BIOGRAPHY


Music begins where the possibilities of language end.
— Jean Sibelius

Timothy Kramer’s music reflects his fascination with motivic patterns, cyclical relationships, and musical gestures that unfold in a variety of changing speeds and textures. From pieces such as Cycles and Myths and Mosaics to Vanishing Perspectives and All in Golden Measure, his works often take their impetus from visual cues. These patterns typically yield a strong melodic component, a taut and sometimes dense rhythmic surface, and an integrated harmonic language. The interplay between background and foreground materials makes his music immediately approachable but with a rich structural layer. Critics have called his music “constantly inventive, clear, full of energy, and admirably precise” (Greenberg, San Antonio Express News); “splendidly energetic and excellently crafted” (Reynish, WASBE Conference Review); “lively, intelligent, and blustery” (Burwasser, Fanfare); and “haunting and intensely moving” (Windeler, San Antonio Express News).

Originally from Washington State, Kramer began studying the piano at a young age, and, although later trained as an organist and harpsichordist, he spent many years as a youth playing bass guitar in jazz and rock ensembles. His music reflects this influence and he sometimes integrates different aspects of American popular music into his pieces.

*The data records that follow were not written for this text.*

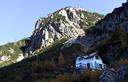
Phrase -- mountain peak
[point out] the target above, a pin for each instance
(67, 22)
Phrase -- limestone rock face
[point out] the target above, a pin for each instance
(112, 29)
(67, 22)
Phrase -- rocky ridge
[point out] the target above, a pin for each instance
(109, 33)
(68, 22)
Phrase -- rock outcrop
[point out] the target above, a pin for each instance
(68, 22)
(112, 30)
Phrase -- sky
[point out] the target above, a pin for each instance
(18, 17)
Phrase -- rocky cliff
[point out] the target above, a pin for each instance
(109, 35)
(65, 23)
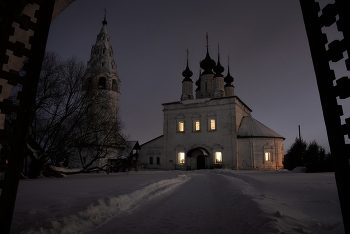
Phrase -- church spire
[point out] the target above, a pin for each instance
(187, 83)
(104, 22)
(187, 73)
(229, 88)
(218, 69)
(207, 64)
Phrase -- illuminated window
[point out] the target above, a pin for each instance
(102, 83)
(218, 157)
(212, 125)
(197, 125)
(181, 156)
(181, 126)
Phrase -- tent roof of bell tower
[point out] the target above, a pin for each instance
(101, 58)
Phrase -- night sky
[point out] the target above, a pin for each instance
(265, 39)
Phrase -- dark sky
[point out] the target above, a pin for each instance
(265, 39)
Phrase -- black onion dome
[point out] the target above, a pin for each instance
(207, 64)
(187, 73)
(228, 79)
(218, 69)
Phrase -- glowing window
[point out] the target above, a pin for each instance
(212, 125)
(218, 157)
(181, 126)
(181, 156)
(114, 85)
(197, 125)
(102, 83)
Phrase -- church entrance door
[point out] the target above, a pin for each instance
(200, 162)
(198, 159)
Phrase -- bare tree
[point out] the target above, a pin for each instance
(67, 126)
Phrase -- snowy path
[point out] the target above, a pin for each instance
(205, 201)
(205, 204)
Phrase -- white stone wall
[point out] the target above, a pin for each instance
(252, 153)
(228, 112)
(152, 149)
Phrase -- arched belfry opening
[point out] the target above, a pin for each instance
(198, 158)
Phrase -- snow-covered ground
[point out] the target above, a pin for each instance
(205, 201)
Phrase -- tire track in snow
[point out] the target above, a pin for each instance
(107, 208)
(207, 203)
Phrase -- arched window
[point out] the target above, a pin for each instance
(102, 83)
(114, 85)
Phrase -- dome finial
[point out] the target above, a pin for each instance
(104, 22)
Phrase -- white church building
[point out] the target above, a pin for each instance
(213, 130)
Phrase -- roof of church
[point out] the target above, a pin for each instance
(251, 128)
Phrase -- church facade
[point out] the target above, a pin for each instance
(213, 130)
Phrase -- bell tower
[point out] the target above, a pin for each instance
(101, 72)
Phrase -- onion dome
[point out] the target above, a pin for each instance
(218, 69)
(207, 64)
(187, 73)
(198, 82)
(228, 79)
(104, 22)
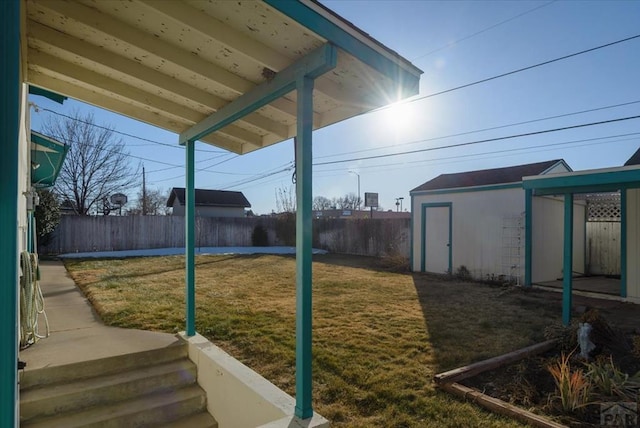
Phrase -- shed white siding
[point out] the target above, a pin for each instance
(477, 219)
(548, 238)
(482, 242)
(633, 244)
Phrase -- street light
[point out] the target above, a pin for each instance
(353, 172)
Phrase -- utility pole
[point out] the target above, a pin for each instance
(144, 192)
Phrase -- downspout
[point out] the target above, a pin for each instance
(10, 140)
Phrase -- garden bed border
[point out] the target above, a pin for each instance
(447, 381)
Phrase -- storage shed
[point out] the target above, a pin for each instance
(474, 223)
(210, 203)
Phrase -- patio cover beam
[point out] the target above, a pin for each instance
(312, 65)
(9, 139)
(299, 76)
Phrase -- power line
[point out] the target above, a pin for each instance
(481, 130)
(519, 70)
(469, 143)
(455, 42)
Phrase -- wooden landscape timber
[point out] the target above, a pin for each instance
(499, 406)
(482, 366)
(447, 381)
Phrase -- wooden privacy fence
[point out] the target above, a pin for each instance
(372, 237)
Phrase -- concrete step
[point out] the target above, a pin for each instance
(148, 411)
(200, 420)
(47, 400)
(100, 367)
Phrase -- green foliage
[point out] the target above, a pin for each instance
(259, 237)
(610, 381)
(572, 386)
(47, 215)
(463, 274)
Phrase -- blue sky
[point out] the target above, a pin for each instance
(454, 43)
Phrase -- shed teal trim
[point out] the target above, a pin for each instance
(423, 238)
(10, 141)
(34, 90)
(603, 181)
(312, 65)
(567, 269)
(517, 185)
(325, 28)
(411, 237)
(528, 236)
(623, 242)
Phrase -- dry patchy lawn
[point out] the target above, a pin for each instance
(379, 336)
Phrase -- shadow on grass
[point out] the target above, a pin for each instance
(201, 261)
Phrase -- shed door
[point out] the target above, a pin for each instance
(437, 235)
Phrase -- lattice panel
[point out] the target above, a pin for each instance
(603, 210)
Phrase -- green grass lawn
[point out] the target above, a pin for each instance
(379, 336)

He has written for and been commissioned by a wide variety of forces—from professional orchestras and chamber groups to high school bands and college choirs.

Kramer’s works have been performed widely throughout the United States and Canada—from Carnegie Hall to college campuses—and in Europe, South America, and Asia, with performances by major symphony orchestras (Indianapolis, Detroit, Tacoma, San Antonio), chamber groups (North/South Consonance, SOLI Ensemble, ONIX Ensemble, Luna Nova, Detroit Chamber Winds, Ensemble Mise-en, ~Nois Saxophone Quartet, Hub New Music), and university ensembles (Michigan State, Arizona State, Indiana University, Florida State). He has also been a featured composer at the San Antonio International Piano Competition (Gurwitz Competition), the Midwest International Clinic in Chicago, the Utah Arts Festival, and at national conferences of the American Guild of Organists, the Society for Electro-Acoustic Music in the United States, the American Choral Directors Association, the Society of Composers, Inc., and the College Music Society. In 2019-2022 he served as Composer-not-in-Residence with the San Francisco Choral Artists.

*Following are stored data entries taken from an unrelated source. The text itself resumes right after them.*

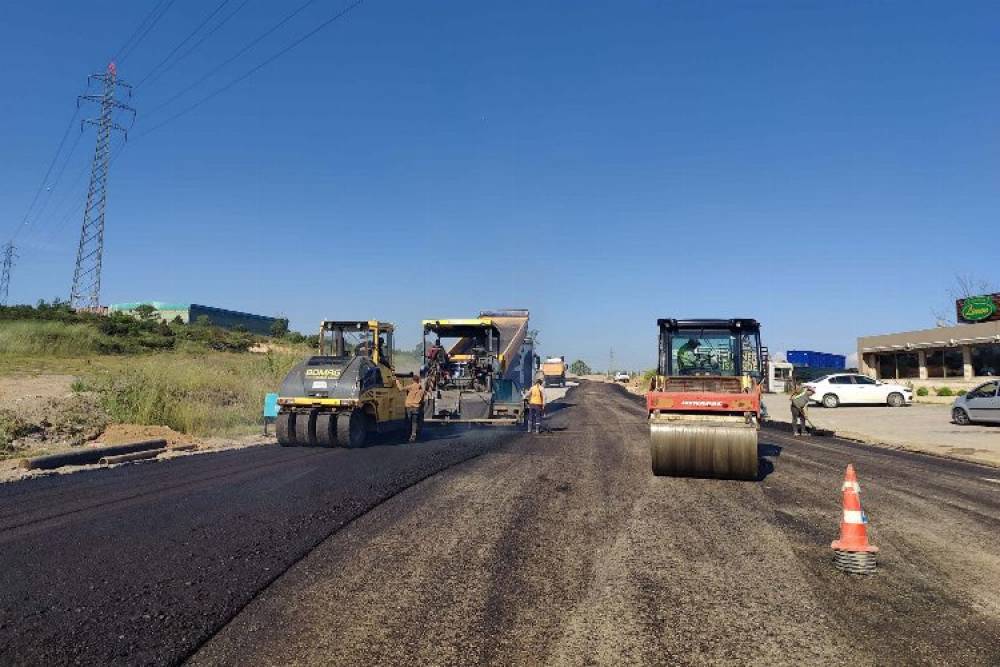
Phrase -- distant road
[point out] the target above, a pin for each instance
(514, 549)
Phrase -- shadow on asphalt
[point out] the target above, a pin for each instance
(765, 466)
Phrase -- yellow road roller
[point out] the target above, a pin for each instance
(704, 404)
(345, 393)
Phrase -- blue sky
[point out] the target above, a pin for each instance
(824, 167)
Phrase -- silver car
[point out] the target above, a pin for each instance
(982, 404)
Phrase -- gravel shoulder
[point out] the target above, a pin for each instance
(563, 549)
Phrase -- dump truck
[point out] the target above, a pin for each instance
(704, 404)
(477, 368)
(345, 393)
(554, 372)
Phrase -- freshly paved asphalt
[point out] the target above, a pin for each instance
(488, 547)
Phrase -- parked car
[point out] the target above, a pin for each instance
(855, 389)
(982, 404)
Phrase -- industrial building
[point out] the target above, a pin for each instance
(958, 355)
(190, 313)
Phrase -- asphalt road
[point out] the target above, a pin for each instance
(513, 549)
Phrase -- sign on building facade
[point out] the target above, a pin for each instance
(985, 308)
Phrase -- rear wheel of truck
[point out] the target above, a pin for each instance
(284, 428)
(326, 430)
(305, 428)
(352, 429)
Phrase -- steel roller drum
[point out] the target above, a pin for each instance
(704, 449)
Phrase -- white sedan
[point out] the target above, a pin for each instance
(856, 389)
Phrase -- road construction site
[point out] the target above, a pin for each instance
(492, 546)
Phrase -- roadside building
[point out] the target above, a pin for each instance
(958, 355)
(190, 313)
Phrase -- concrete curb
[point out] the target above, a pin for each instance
(89, 455)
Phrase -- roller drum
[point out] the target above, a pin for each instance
(704, 449)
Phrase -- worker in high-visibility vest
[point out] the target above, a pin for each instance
(536, 406)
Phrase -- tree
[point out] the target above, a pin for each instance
(279, 328)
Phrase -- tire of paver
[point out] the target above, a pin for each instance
(326, 430)
(305, 428)
(352, 429)
(284, 428)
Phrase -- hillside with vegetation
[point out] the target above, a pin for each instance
(196, 379)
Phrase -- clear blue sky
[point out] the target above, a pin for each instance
(824, 167)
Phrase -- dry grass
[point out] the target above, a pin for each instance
(218, 393)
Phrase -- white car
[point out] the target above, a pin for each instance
(982, 404)
(855, 389)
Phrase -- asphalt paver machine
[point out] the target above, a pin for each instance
(478, 367)
(704, 404)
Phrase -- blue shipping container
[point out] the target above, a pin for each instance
(811, 359)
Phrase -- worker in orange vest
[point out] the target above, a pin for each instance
(536, 406)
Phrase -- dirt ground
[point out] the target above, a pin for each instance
(55, 419)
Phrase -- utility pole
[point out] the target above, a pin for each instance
(86, 291)
(8, 264)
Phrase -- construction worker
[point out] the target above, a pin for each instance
(687, 357)
(536, 405)
(800, 398)
(414, 404)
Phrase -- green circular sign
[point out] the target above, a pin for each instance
(978, 308)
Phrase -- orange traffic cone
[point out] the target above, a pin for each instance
(851, 479)
(852, 552)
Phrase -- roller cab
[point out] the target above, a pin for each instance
(704, 403)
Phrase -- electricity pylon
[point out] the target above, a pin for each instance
(86, 291)
(8, 264)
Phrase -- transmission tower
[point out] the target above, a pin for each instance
(8, 264)
(86, 291)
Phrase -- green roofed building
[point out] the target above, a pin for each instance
(191, 312)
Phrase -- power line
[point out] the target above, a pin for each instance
(33, 225)
(195, 46)
(184, 41)
(254, 69)
(256, 40)
(127, 50)
(45, 178)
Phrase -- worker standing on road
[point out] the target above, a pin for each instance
(415, 394)
(800, 403)
(536, 406)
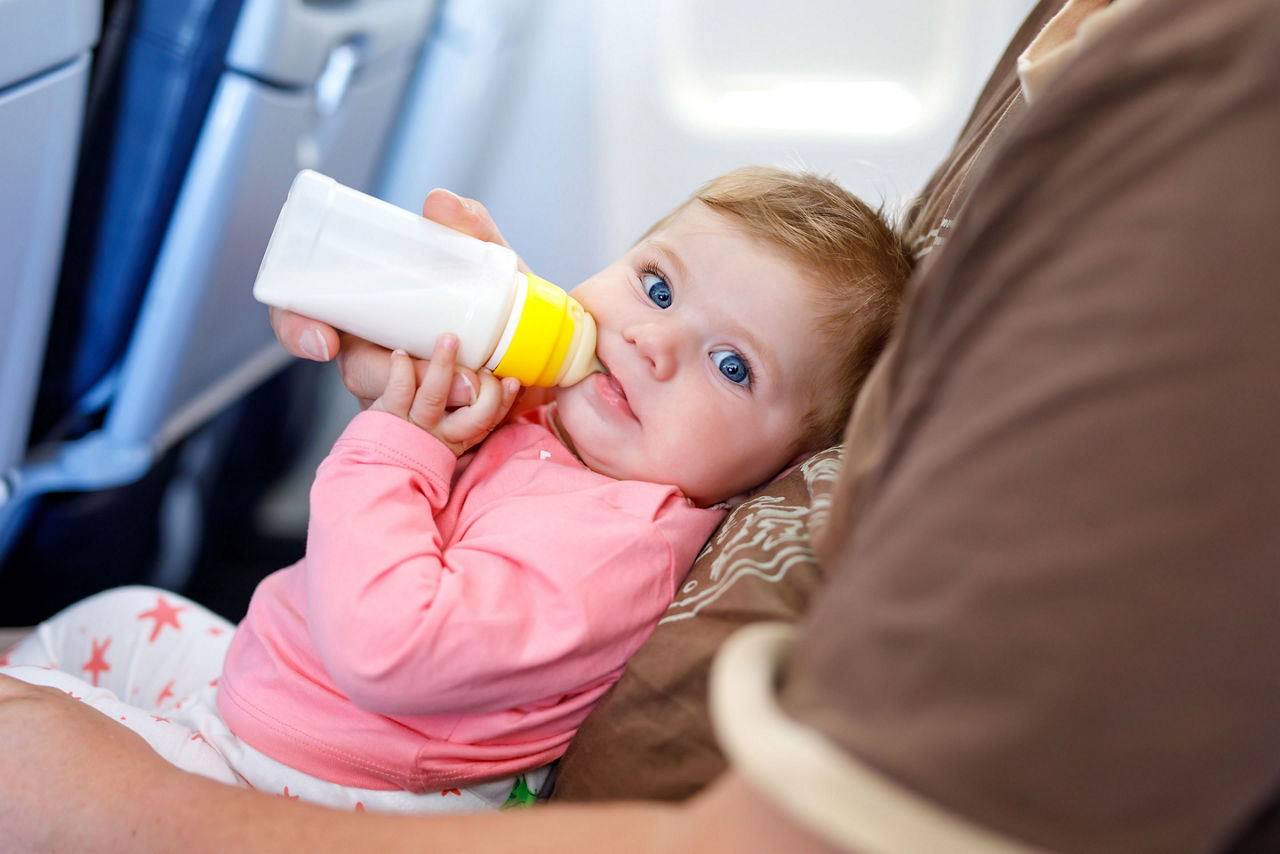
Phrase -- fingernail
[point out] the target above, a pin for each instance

He has received grants from the Guggenheim Foundation; the National Endowment for the Arts; the MacDowell Colony; Meet the Composer; Broadcast Music, Inc.; ASCAP; the American Guild of Organists; and the American Music Center, among many others. His degrees are from Pacific Lutheran University (B.M.) and the University of Michigan (M.M. and D.M.A.), where he studied with William Albright, Leslie Bassett, William Bolcom, and George Wilson. He was also a Fulbright Scholar to Germany, studying with Martin Redel. Beginning in 1991, he taught at Trinity University in San Antonio for 19 years, where he founded CASA (the Composers Alliance of San Antonio). In 2010, he accepted a post as Professor of Music and Chair of the Music Department at Illinois College in Jacksonville, Illinois, where he was named the Edward Capps Professor of Humanities in 2013, and Professor Emeritus in 2020. His works are commercially published by Southern Music, Earnestly Music, Hinshaw, and Selah and are recorded on Calcante, North/South, Capstone, and Parma. In June of 2020, Navona released a CD of all his orchestral music with the Janáček Philharmonic.